Conos rechnet im 30/30-Takt ab. Zur Nutzung einfach die
01063 vorwählen. Die Preselectionangebote sind von diesen
Änderungen nicht betroffen. Die neuen Tarife finden Sie in
unserer Tarifdatenbank .
Ab dem 6. Juli startet die 010012 Telecom GmbH mit der
"Around The World" Aktion eine neue Preisoffensive und übernimmt
zum Beispiel bei Gesprächen nach China (34 Pf./Min.),
Indonesien (46 Pf./Min.), Moskau (17 Pf./Min.) und
St.Petersburg (21 Pf./Min.) die Spitze unter den
Anbietern. Des weiteren wurden noch die Preise für die
Destinationen Estland (31 Pf./Min.), Ukraine (54 Pf./Min.),
Thailand (0,55 Pf./Min.), Nigeria (109 Pf./Min.) und Georgien
(38 Pf./Min.) gesenkt und belegen bis auf die Ukraine jeweils
einen der Spitzenplätze. Teilweise gelten diese Preise auch
für Anrufe in die Mobilnetze des Landes. Genauere Informationen
entnehmen Sie bitte unserer Tarifdatenbank.
- RWE mit Internet aus der Steckdose gestartet
Der Essener Energiekonzern RWE
hat am Montag den kommerziellen Startschuss für "Powerline",
das Internet aus der Steckdose gegeben. In Essen und Mülheim
können Stromkunden des Unternehmens künftig über das Stromnetz
im Internet surfen und Daten herunterladen. Bis zum Jahresende
rechne man mit 20 000 Kunden, sagte ein Firmensprecher der RWE
Powerline GmbH in Essen. Das Unternehmen bietet den Kunden vier
Tarife zwischen 49 und 249 Mark pro Monat mit unterschiedlichen
Inklusiv-Übertragungsvolumina an. Im laufenden Jahr will RWE in
weiteren Ballungszentren mit Powerline an den Start gehen.
Damit ist der Essener Energieversorger nach diversen
Vorankündigungen der erste Anbieter
in Deutschland, der Privat- und Geschäftskunden einen
Internetzugang über das Stromnetz als reguläres Produkt
bietet. In der Vergangenheit wurde Powerline nämlich nur
im Rahmen von diversen Tests und Feldstudien angeboten.

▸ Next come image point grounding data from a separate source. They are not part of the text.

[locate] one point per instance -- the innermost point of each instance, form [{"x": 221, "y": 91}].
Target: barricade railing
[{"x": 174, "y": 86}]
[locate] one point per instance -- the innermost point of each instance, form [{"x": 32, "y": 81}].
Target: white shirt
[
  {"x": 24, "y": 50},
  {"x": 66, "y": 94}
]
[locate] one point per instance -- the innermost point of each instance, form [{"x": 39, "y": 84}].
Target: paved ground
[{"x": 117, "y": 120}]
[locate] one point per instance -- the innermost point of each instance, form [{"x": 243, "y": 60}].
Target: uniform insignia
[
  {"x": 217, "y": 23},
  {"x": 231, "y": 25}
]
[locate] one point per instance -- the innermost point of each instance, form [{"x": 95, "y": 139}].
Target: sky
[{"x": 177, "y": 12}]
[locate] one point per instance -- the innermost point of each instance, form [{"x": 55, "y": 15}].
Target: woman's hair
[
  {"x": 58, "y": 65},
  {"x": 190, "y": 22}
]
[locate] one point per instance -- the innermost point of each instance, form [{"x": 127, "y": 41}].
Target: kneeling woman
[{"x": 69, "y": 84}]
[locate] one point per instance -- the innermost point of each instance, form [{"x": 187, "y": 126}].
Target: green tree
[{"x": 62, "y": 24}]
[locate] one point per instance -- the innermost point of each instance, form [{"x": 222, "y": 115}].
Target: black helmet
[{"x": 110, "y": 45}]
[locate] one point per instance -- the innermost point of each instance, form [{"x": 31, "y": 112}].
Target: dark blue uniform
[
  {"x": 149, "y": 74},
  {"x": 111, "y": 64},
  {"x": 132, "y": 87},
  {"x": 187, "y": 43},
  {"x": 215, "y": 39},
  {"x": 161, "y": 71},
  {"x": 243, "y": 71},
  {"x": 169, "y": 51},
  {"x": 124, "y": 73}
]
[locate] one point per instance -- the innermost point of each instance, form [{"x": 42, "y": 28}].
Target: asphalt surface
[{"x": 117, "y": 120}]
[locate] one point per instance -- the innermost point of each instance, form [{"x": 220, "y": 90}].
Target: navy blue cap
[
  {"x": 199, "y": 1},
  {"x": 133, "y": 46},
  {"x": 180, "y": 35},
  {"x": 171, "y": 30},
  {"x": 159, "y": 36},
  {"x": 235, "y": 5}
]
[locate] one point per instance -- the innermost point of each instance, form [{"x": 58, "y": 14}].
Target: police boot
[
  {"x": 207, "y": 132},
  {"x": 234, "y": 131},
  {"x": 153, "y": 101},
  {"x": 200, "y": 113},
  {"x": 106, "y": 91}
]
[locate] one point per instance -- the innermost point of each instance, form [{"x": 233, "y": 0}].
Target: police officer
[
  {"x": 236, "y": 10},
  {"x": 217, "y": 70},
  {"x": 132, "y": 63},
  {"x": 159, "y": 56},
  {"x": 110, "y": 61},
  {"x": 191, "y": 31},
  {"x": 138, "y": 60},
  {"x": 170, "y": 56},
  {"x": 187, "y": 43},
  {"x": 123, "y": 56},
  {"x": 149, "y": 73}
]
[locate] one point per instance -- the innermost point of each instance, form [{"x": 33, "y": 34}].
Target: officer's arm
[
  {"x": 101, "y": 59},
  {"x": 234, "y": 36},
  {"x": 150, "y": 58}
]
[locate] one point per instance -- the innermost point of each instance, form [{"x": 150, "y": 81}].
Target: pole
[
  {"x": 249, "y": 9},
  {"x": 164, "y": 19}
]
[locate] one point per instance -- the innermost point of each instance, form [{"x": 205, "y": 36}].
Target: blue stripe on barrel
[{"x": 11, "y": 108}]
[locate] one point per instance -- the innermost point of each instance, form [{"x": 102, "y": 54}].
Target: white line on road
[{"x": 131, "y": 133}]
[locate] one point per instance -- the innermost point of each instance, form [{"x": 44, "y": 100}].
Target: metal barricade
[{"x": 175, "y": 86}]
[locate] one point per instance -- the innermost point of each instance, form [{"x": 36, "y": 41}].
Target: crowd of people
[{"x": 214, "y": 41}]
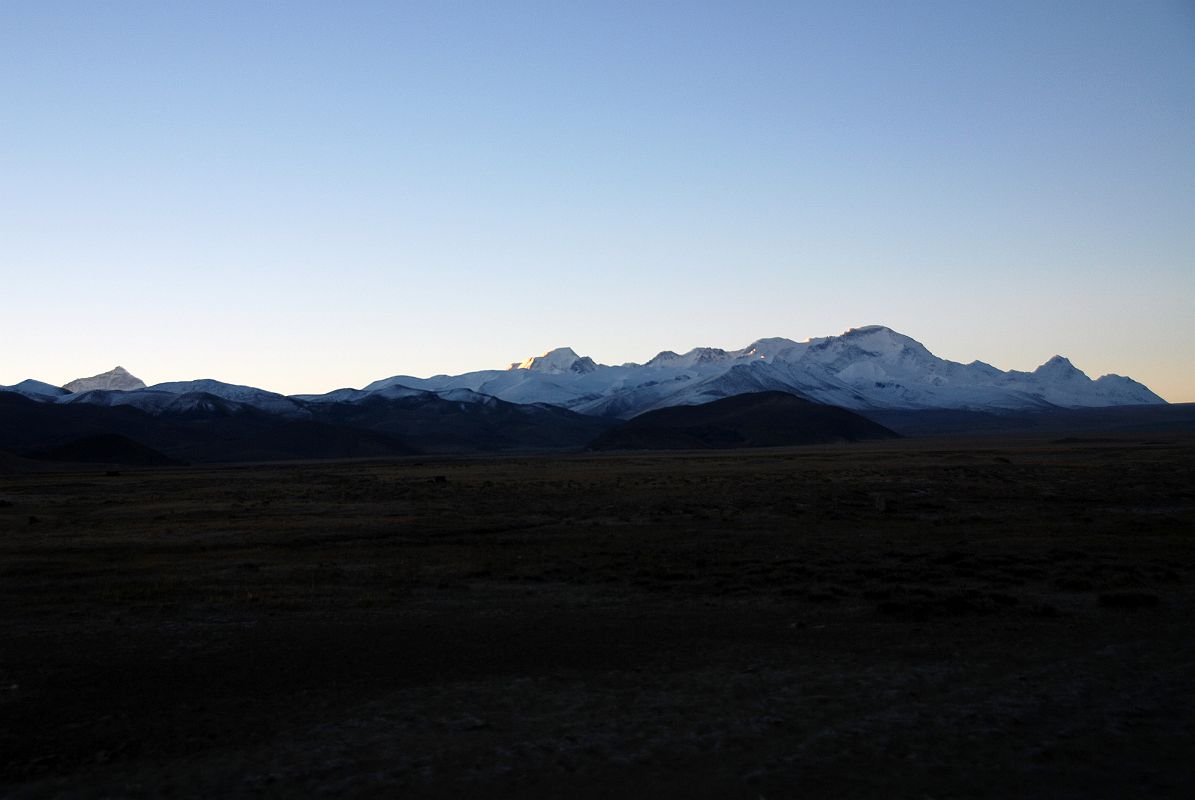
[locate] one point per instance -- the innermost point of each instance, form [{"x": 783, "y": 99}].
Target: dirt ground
[{"x": 913, "y": 618}]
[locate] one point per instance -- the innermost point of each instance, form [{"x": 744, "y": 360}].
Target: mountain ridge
[{"x": 871, "y": 367}]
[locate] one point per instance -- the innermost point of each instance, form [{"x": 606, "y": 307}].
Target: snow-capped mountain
[
  {"x": 871, "y": 367},
  {"x": 116, "y": 379}
]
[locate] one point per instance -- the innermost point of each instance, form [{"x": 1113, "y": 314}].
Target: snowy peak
[
  {"x": 116, "y": 379},
  {"x": 696, "y": 358},
  {"x": 561, "y": 360},
  {"x": 766, "y": 349},
  {"x": 36, "y": 389},
  {"x": 1059, "y": 367}
]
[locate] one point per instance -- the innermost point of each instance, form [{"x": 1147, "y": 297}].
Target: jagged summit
[{"x": 115, "y": 379}]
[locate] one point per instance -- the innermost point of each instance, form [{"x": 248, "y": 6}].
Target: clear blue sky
[{"x": 311, "y": 195}]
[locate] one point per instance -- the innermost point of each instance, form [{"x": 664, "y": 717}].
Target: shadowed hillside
[{"x": 755, "y": 420}]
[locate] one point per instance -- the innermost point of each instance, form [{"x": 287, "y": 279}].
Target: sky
[{"x": 302, "y": 196}]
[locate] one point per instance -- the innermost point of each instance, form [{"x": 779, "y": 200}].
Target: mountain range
[
  {"x": 562, "y": 400},
  {"x": 871, "y": 367}
]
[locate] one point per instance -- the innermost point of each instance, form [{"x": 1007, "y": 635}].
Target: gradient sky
[{"x": 311, "y": 195}]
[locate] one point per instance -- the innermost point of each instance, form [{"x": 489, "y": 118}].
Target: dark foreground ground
[{"x": 915, "y": 618}]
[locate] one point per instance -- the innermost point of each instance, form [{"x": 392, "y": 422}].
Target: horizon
[
  {"x": 599, "y": 361},
  {"x": 301, "y": 197}
]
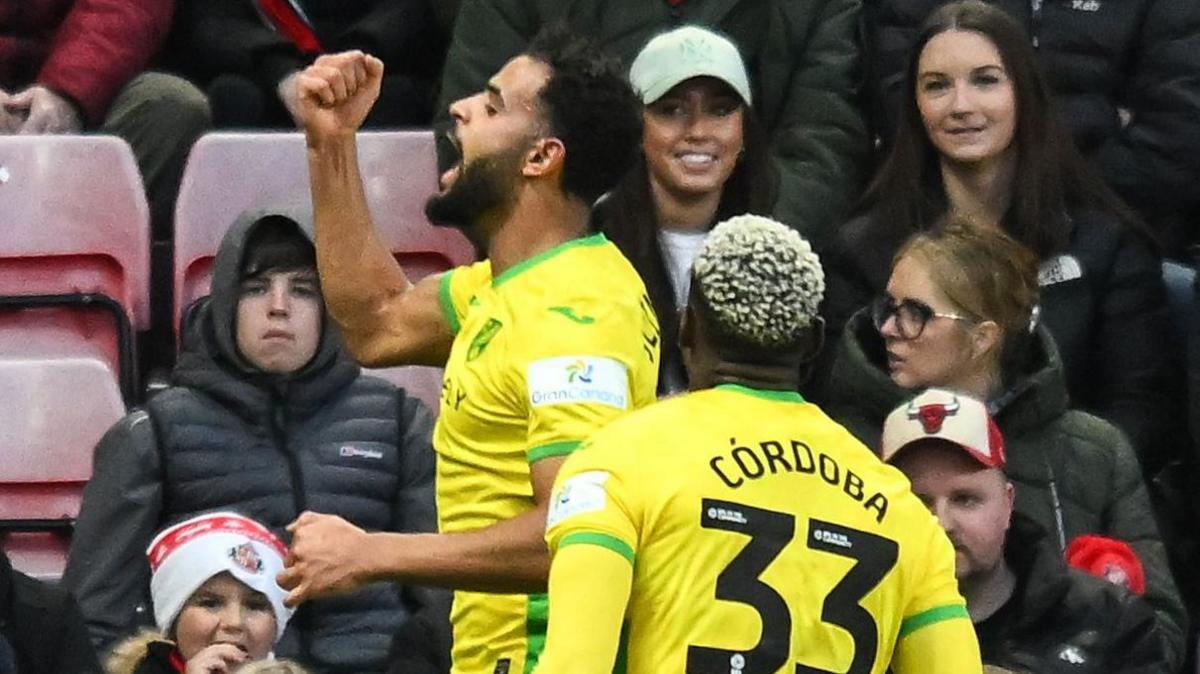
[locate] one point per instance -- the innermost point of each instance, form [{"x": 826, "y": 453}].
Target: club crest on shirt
[
  {"x": 246, "y": 558},
  {"x": 483, "y": 338}
]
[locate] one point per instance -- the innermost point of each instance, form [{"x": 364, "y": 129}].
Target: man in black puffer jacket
[
  {"x": 1030, "y": 611},
  {"x": 267, "y": 416},
  {"x": 1126, "y": 74}
]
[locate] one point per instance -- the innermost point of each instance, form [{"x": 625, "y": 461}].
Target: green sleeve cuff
[
  {"x": 601, "y": 540},
  {"x": 552, "y": 450},
  {"x": 447, "y": 302},
  {"x": 933, "y": 617}
]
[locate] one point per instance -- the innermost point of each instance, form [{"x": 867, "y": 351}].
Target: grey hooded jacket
[{"x": 227, "y": 435}]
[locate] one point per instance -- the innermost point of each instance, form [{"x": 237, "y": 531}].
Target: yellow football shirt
[
  {"x": 544, "y": 355},
  {"x": 763, "y": 539}
]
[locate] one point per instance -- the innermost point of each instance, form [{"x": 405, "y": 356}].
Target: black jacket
[
  {"x": 1074, "y": 473},
  {"x": 1062, "y": 620},
  {"x": 41, "y": 629},
  {"x": 227, "y": 435},
  {"x": 1101, "y": 56},
  {"x": 1107, "y": 312}
]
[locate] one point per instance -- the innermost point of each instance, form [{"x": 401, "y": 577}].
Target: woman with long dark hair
[
  {"x": 703, "y": 160},
  {"x": 979, "y": 138}
]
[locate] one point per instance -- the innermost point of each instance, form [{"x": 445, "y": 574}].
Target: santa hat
[
  {"x": 184, "y": 557},
  {"x": 1110, "y": 559}
]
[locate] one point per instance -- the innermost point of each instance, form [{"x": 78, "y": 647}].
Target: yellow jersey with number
[
  {"x": 765, "y": 539},
  {"x": 544, "y": 355}
]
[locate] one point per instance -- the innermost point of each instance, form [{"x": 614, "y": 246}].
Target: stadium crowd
[{"x": 804, "y": 336}]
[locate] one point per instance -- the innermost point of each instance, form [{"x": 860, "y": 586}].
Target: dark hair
[
  {"x": 1050, "y": 176},
  {"x": 277, "y": 244},
  {"x": 591, "y": 108},
  {"x": 629, "y": 217}
]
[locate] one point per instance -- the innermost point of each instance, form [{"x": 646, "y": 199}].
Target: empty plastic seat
[
  {"x": 229, "y": 173},
  {"x": 75, "y": 238},
  {"x": 60, "y": 397}
]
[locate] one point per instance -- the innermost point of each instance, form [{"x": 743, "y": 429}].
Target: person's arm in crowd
[
  {"x": 1132, "y": 361},
  {"x": 107, "y": 569},
  {"x": 330, "y": 555},
  {"x": 1131, "y": 518},
  {"x": 100, "y": 46},
  {"x": 1152, "y": 157},
  {"x": 589, "y": 588},
  {"x": 486, "y": 35},
  {"x": 819, "y": 138},
  {"x": 385, "y": 319}
]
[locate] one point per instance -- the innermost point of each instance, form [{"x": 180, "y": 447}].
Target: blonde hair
[{"x": 985, "y": 274}]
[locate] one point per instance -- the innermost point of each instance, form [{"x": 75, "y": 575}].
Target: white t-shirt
[{"x": 679, "y": 250}]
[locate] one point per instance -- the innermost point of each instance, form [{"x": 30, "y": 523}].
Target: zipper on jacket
[{"x": 280, "y": 429}]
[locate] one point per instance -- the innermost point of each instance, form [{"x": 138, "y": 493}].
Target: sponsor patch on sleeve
[
  {"x": 580, "y": 494},
  {"x": 592, "y": 380}
]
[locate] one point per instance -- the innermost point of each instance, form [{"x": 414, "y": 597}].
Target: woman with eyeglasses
[
  {"x": 960, "y": 312},
  {"x": 979, "y": 138}
]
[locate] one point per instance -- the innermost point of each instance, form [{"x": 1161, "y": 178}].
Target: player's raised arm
[{"x": 385, "y": 319}]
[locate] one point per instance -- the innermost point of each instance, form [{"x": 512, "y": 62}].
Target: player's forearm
[
  {"x": 358, "y": 272},
  {"x": 589, "y": 588},
  {"x": 508, "y": 557}
]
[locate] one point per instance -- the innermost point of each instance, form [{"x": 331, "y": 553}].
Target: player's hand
[
  {"x": 325, "y": 558},
  {"x": 216, "y": 659},
  {"x": 335, "y": 94},
  {"x": 45, "y": 112},
  {"x": 10, "y": 121}
]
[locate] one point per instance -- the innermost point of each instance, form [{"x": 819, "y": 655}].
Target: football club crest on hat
[
  {"x": 246, "y": 558},
  {"x": 933, "y": 415}
]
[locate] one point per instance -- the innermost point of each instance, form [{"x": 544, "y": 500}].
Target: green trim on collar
[
  {"x": 765, "y": 393},
  {"x": 598, "y": 239}
]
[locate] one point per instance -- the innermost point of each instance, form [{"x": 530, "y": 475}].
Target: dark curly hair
[{"x": 591, "y": 107}]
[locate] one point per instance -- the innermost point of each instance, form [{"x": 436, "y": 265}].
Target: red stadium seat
[
  {"x": 229, "y": 173},
  {"x": 60, "y": 397},
  {"x": 75, "y": 239}
]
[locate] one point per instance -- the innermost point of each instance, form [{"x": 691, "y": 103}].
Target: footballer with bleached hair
[{"x": 684, "y": 521}]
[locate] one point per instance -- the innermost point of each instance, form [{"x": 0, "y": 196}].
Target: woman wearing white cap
[
  {"x": 703, "y": 160},
  {"x": 216, "y": 602}
]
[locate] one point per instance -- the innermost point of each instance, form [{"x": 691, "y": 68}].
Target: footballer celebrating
[
  {"x": 543, "y": 343},
  {"x": 737, "y": 529}
]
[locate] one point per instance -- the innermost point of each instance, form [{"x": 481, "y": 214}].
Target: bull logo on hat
[
  {"x": 246, "y": 558},
  {"x": 931, "y": 416}
]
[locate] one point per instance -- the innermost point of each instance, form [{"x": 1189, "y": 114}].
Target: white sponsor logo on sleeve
[
  {"x": 580, "y": 494},
  {"x": 579, "y": 380}
]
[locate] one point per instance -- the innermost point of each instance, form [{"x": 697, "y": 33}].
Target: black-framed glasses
[{"x": 911, "y": 316}]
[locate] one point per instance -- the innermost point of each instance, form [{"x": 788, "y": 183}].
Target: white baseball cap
[
  {"x": 685, "y": 53},
  {"x": 945, "y": 415}
]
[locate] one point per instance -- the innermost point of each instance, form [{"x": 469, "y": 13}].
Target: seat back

Konkurrenten wie E.ON AG und die baden-württembergische EnBW
wollen noch in diesem Jahr folgen. Die Powerline-Technik,
die RWE gemeinsam mit der schweizerischen Ascom entwickelte,
ermöglicht zur Zeit Datenübertragungen mit bis zu zwei Megabit
pro Sekunde. Der Kunde benötigt zur Installation lediglich
ein Powerline-Modem für die Steckdose.
Powerline könnte trotz des späten Starts zu einem
wesentlichen Konkurrenten von DSL werden. Hauptnachteil ist,
dass sich alle an einem Kabelabschnitt angeschlossenen Nutzer
die Bandbreite teilen, also zum Beispiel bei mehreren parallelen
Downloads die Datenrate sinkt. Weiterhin ist nach wie vor
unklar, ob die bei der Powerline-Übertragung unvermeidbaren
breitbandigen Abstrahlungen andere Funkdienste stören können.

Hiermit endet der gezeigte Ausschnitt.